Paediatric sarcomas, including rhabdomyosarcoma, Ewing sarcoma, and osteosarcoma, have high rates of metastasis, recurrence, and treatment resistance, with a 5-year survival rate of ~20% for advanced disease. While chimeric antigen receptor (CAR)-T cell therapy has revolutionized haematological malignancies, its efficacy in solid tumours is limited due to poor tumour infiltration, immunosuppressive microenvironments, and off-target effects. In contrast, the adaptation of CAR technology in natural killer cells (CAR-NK) has demonstrated potential in both haematological and solid tumours, suggesting a promising therapeutic strategy for paediatric sarcomas.
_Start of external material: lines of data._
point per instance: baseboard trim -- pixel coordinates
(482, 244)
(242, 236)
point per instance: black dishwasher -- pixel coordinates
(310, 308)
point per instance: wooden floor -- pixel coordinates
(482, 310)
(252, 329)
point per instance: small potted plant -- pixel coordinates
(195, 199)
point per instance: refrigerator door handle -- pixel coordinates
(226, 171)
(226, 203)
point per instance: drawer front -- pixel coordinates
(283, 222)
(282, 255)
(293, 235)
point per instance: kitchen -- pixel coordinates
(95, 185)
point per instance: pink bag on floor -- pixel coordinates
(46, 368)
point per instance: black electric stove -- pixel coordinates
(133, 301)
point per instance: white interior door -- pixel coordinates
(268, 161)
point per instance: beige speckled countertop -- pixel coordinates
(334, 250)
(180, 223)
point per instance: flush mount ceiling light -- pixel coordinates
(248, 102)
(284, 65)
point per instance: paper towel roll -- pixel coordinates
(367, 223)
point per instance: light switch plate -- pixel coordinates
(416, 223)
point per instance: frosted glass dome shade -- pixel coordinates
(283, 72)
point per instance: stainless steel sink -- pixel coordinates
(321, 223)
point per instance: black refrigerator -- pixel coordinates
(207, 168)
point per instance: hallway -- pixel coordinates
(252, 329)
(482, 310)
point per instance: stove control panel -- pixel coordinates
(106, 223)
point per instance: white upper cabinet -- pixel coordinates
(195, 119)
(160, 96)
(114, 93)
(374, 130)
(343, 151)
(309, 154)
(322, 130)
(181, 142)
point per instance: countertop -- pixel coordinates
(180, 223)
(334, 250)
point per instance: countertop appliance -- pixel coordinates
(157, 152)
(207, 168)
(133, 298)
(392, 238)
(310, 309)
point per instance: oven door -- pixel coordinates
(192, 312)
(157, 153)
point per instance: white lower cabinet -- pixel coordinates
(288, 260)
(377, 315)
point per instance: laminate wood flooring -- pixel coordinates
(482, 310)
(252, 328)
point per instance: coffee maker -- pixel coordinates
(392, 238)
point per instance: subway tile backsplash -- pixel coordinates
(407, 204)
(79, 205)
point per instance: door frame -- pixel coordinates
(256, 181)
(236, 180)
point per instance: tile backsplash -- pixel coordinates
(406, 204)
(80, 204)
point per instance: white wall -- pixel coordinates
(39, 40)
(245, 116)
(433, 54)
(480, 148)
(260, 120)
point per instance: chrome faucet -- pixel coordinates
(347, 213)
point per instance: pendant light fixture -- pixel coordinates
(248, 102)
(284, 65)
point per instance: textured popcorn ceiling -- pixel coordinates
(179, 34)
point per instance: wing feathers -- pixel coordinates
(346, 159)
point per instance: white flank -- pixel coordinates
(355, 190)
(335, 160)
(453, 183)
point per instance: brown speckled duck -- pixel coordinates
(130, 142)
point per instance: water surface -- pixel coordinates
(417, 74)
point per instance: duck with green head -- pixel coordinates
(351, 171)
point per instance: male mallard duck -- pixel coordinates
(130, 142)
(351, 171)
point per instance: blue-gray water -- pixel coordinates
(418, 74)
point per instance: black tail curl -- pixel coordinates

This study developed and validated an ephrin type-A receptor-2 (EphA2)-targeted CAR-NK cell therapy for paediatric sarcomas. EphA2-specific CAR was introduced into NK cells via transient mRNA transfection, with >90% of NK cells expressing CAR protein 24 hours post-electroporation. EphA2-specific CAR also significantly enhanced cytotoxic activity of NK cells against rhabdomyosarcoma, Ewing sarcoma, and osteosarcoma cell lines in vitro. We further assessed chemical modifications to mRNA delivered and demonstrated enhancement in stability of temporal EphA2-CAR expression in NK cells, leading to prolonged protein expression on the cell surface. Importantly, in vivo EphA2-CAR-NK cells tested in rhabdomyosarcoma and osteosarcoma mouse models demonstrated promising anti-cancer activity, thus strongly highlighting their potential as a therapy for these sarcomas.

In all, these findings aim to provide insights into optimising CAR-NK cell therapy for paediatric sarcomas by targeting an oncoprotein such as EphA2 and enhancing CAR stability and supports further clinical investigation to improve treatment outcomes in these aggressive malignancies.